Photographer Catherine Opie twists these boundaries through her own technique: etching drawings onto her back. The photographs “Self-Portrait/Pervert” and “Self-Portrait/Nursing” were exhibited at the 1994 and 2004 Whitney Biennials, respectively—representing Opie’s enduring influence as subversive representations of motherhood and family, and the contradictions she embodies as a butch lesbian and lauded artist. In the latter photograph, Opie is wearing a mask in reference to the queer leather community, and the word ‘pervert’ presents the complexities in that identity. Opie’s page on the Guggenheim’s website shares this interpretation of these photographs: “Faintly but clearly visible on her chest, the word ‘pervert’ still appears as a scar, a trace of her history that carries forward through time.” The museum’s explanation halts me. While it is true to say that Opie has withstood metaphorical lacerations, the insistence that that history “carries her forward” feels masochistic, and contributes to the idea that the queer experience hangs on the painful past.

My life does not revolve around my queerness; my bisexuality has been an agent of joy in my life, but my happiness does not depend upon it. Part of why it took me a little while to legitimize my sexuality was my hesitance to claim something I feared wasn’t mine. And part of that fear was fueled by the particular representations of gayness impressed upon me by media and institutions, which are often incentivized to show images of queer people in pain as a means of proving their own empathy. Recognition of historical pain is a necessary toxin that warrants time and space within art—but that narrative often consumes others, coming at the expense of the happy queer art that does exist, and that contains narratives which are essential in forming the associations young people have with gay lives.
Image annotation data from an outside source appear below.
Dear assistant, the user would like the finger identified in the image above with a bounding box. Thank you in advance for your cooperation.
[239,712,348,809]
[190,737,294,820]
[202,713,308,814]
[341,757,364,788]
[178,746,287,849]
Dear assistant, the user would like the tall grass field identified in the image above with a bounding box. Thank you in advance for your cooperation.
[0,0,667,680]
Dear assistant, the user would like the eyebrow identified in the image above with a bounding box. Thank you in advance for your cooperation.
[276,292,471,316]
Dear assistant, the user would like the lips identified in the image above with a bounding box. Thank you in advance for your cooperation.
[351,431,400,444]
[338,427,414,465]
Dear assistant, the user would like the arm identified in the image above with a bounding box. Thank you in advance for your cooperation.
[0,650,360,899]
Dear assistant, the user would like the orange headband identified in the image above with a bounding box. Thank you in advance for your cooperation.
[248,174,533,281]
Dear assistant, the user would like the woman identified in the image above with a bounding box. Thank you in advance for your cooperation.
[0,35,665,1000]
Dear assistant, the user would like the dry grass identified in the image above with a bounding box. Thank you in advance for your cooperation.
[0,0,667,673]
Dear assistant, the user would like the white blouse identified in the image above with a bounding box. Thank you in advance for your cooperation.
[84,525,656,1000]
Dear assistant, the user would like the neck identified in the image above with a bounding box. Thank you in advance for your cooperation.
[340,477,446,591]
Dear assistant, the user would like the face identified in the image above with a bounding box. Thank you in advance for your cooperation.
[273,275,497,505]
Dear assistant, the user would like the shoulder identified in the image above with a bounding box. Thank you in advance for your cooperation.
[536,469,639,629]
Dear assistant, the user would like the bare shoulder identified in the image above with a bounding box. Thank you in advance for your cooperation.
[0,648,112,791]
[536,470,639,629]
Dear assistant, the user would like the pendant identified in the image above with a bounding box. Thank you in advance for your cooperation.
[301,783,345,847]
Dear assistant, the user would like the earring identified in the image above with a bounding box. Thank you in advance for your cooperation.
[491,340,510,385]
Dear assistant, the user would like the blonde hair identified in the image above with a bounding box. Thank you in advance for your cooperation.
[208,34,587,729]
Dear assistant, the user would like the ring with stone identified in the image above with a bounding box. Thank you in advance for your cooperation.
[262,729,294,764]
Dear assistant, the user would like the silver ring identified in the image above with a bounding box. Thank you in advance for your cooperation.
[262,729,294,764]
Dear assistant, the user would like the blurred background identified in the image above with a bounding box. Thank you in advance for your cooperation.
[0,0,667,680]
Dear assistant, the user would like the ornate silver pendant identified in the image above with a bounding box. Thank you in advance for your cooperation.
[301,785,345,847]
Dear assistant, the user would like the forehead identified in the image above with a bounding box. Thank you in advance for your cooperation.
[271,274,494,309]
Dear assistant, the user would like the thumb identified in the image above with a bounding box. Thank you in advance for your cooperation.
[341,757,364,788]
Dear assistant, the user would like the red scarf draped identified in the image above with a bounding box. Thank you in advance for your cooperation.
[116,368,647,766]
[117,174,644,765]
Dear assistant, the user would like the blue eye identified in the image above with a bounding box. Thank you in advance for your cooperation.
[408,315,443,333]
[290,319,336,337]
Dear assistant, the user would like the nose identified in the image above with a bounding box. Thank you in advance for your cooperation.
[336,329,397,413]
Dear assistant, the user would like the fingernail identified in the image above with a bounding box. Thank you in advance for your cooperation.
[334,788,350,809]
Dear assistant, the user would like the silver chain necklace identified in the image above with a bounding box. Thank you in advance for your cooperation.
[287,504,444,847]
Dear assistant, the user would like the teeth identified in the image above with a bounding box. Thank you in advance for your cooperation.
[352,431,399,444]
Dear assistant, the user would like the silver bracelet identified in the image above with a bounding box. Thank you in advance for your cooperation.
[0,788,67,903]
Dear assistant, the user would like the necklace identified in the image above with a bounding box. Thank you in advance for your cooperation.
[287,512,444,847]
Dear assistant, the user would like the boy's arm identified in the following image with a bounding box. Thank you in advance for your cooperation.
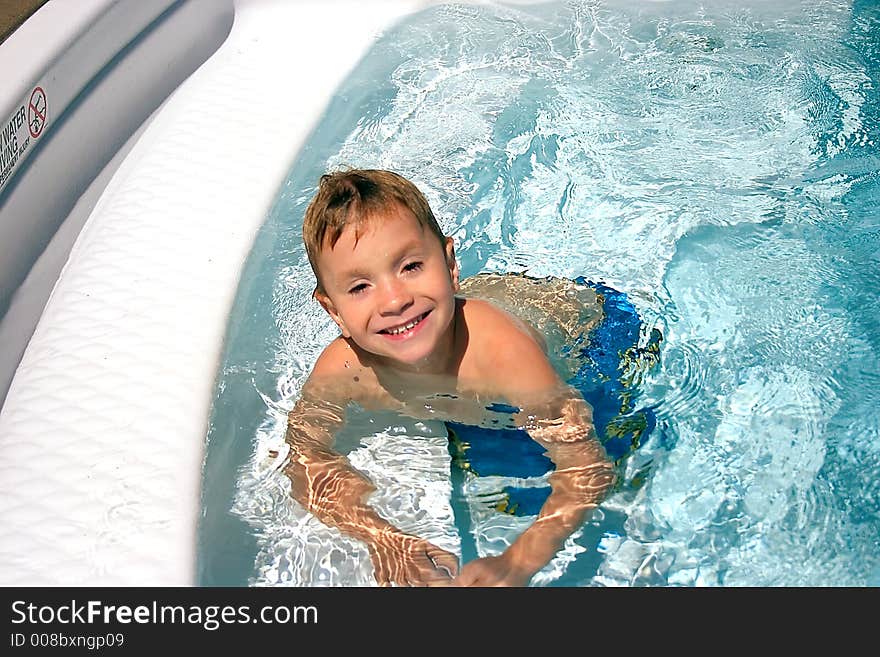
[285,346,458,586]
[455,322,617,586]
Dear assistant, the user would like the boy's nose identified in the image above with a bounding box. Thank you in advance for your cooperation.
[379,281,413,315]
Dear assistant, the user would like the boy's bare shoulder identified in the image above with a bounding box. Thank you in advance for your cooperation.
[462,299,546,351]
[462,299,560,393]
[308,336,379,402]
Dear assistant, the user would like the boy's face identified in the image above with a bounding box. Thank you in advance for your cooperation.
[315,205,458,369]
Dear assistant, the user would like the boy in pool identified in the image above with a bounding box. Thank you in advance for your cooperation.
[285,170,616,586]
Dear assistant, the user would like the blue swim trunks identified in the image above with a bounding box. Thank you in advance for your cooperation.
[447,278,661,516]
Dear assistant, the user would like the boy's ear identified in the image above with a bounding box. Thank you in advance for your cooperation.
[312,288,351,338]
[446,237,459,292]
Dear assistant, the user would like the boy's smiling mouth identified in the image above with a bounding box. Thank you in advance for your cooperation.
[379,310,431,339]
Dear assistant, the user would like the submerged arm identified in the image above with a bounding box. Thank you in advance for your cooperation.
[285,384,458,586]
[456,396,617,586]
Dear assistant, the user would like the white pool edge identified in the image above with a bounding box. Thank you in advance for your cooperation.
[0,0,424,586]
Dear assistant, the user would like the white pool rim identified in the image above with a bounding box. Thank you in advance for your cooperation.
[0,0,440,586]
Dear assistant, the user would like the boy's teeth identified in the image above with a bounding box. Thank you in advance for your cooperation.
[387,317,419,335]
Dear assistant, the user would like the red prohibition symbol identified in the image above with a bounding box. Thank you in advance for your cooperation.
[28,87,49,139]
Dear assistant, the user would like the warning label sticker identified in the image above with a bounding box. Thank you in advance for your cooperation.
[0,86,49,191]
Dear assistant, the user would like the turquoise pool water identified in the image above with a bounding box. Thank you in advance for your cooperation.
[199,0,880,586]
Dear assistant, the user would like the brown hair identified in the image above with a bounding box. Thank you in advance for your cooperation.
[303,169,446,290]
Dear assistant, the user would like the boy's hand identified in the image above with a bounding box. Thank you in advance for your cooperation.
[367,532,458,586]
[452,552,534,586]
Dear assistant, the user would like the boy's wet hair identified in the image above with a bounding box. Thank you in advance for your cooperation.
[303,169,446,290]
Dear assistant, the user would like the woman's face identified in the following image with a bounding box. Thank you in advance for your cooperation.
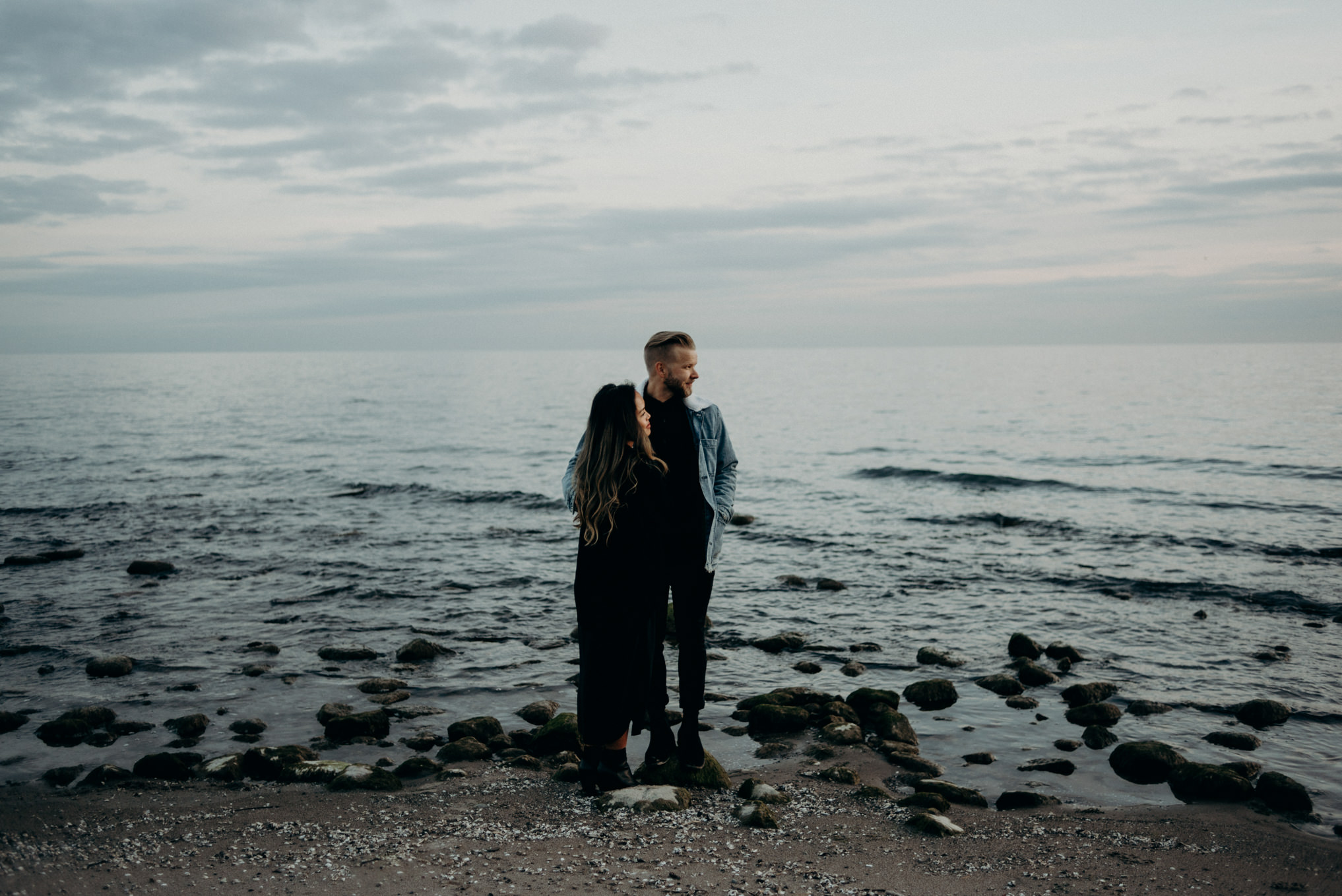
[633,392,653,436]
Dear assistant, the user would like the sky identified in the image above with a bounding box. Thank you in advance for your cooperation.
[0,0,1342,353]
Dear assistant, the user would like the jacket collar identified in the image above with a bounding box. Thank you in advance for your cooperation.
[639,377,713,413]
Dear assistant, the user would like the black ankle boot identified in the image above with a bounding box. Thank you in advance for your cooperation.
[676,714,703,771]
[596,747,633,790]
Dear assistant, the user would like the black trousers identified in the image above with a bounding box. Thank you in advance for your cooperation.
[653,560,713,712]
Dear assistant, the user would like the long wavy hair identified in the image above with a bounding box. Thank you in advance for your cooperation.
[573,382,667,544]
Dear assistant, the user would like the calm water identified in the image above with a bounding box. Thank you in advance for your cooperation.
[0,344,1342,826]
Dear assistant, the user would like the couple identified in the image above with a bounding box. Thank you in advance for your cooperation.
[563,331,737,796]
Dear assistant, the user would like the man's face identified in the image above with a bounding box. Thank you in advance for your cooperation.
[658,344,699,399]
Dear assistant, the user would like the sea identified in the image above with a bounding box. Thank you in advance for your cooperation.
[0,343,1342,836]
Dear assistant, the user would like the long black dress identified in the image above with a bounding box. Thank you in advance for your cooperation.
[573,461,667,746]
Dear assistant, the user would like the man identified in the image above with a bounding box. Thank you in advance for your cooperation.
[563,330,737,769]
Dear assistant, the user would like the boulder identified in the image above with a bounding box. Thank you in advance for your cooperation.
[517,700,559,724]
[1202,731,1263,752]
[737,802,779,829]
[84,655,135,679]
[997,790,1062,812]
[905,679,959,712]
[1108,740,1186,783]
[396,637,452,662]
[1007,632,1044,660]
[593,784,689,813]
[1066,703,1123,727]
[1234,700,1291,731]
[914,781,988,809]
[317,644,377,662]
[1016,759,1076,775]
[750,632,806,653]
[1128,700,1174,715]
[918,647,965,668]
[975,672,1025,697]
[1059,682,1118,707]
[1254,771,1314,814]
[527,712,581,757]
[131,752,201,781]
[126,561,177,575]
[1016,658,1058,688]
[325,709,392,743]
[437,738,491,762]
[1169,762,1254,802]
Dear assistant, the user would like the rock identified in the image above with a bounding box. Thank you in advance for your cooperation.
[131,752,201,781]
[0,712,28,734]
[1169,762,1254,802]
[750,632,806,653]
[905,812,965,837]
[749,703,811,734]
[918,647,965,668]
[317,703,354,727]
[1234,700,1291,731]
[1007,632,1044,660]
[820,722,863,744]
[79,763,135,787]
[1044,641,1086,662]
[196,752,245,782]
[126,561,177,575]
[527,712,581,757]
[1202,731,1263,752]
[905,679,959,712]
[84,656,135,679]
[1108,740,1186,783]
[396,637,453,662]
[737,778,788,806]
[1059,682,1118,707]
[437,738,490,762]
[228,719,269,735]
[42,766,83,787]
[593,784,689,813]
[392,757,443,778]
[1066,703,1123,727]
[914,781,988,809]
[358,679,402,697]
[819,766,862,787]
[325,709,391,743]
[895,792,950,812]
[1016,658,1058,688]
[736,802,779,827]
[1256,771,1314,814]
[326,757,402,790]
[975,672,1025,697]
[164,712,209,738]
[317,644,377,662]
[997,790,1062,812]
[517,700,559,724]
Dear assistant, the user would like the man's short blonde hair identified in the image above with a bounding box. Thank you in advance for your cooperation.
[643,330,698,373]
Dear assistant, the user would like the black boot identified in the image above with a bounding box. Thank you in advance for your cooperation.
[596,747,633,790]
[676,712,703,771]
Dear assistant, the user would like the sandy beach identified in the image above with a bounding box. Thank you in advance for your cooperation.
[0,747,1342,896]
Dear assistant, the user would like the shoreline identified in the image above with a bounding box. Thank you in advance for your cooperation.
[0,747,1342,896]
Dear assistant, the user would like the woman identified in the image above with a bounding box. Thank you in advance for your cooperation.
[573,382,675,796]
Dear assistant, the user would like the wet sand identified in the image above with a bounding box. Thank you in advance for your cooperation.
[0,748,1342,896]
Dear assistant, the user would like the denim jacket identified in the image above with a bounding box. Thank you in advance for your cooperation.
[563,379,737,573]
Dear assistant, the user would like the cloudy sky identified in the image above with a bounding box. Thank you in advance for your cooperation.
[0,0,1342,352]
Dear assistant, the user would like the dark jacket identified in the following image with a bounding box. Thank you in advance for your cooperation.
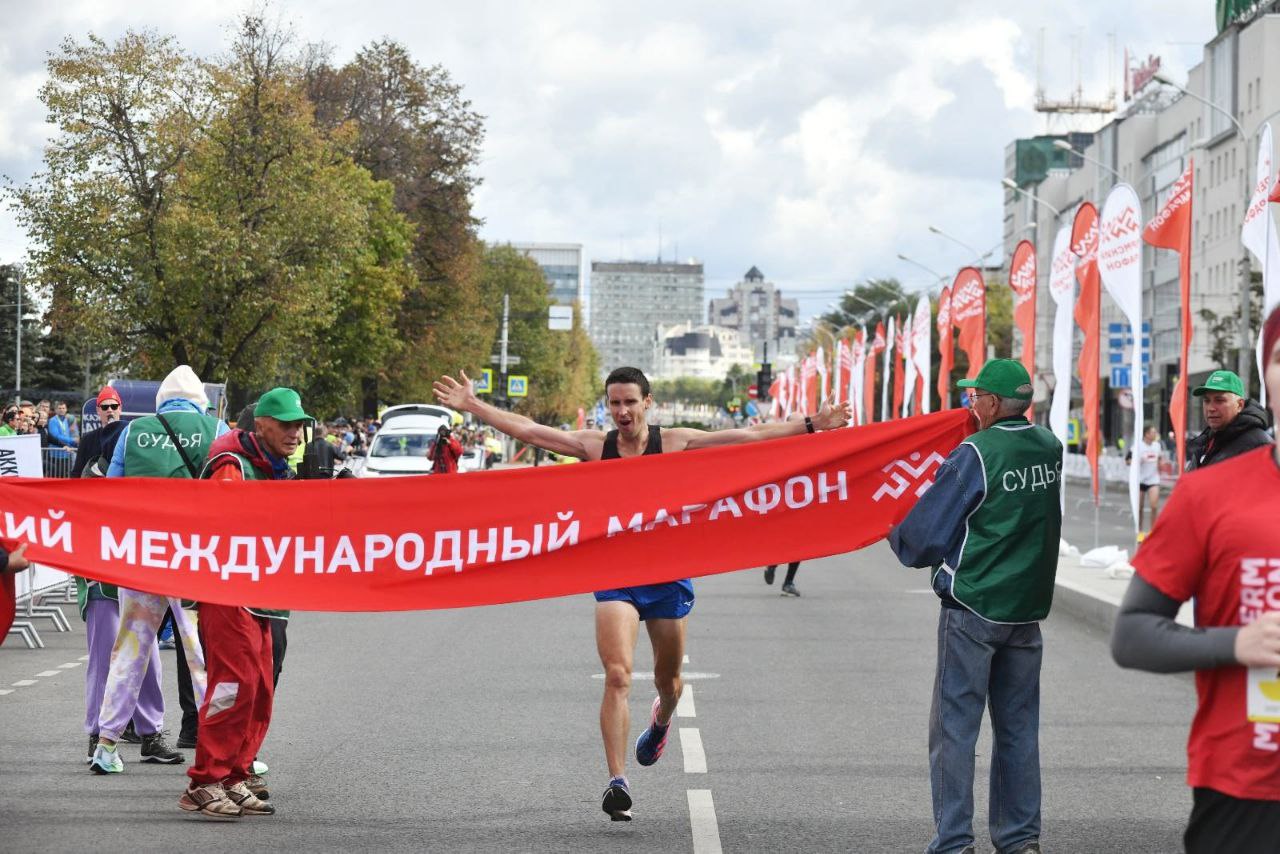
[72,421,124,478]
[1187,399,1272,471]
Large institutions have the power to expand our perspectives: whatever medium, they can widen the avenues through which we engage with the lives of others. Well-funded and purportedly future-looking structures need to reckon with their patterns. Painful art will continue to be made so long as pain exists, but those stories, when isolated and multiplied by those who have not lived them, are easily tokenized to the detriment of us all.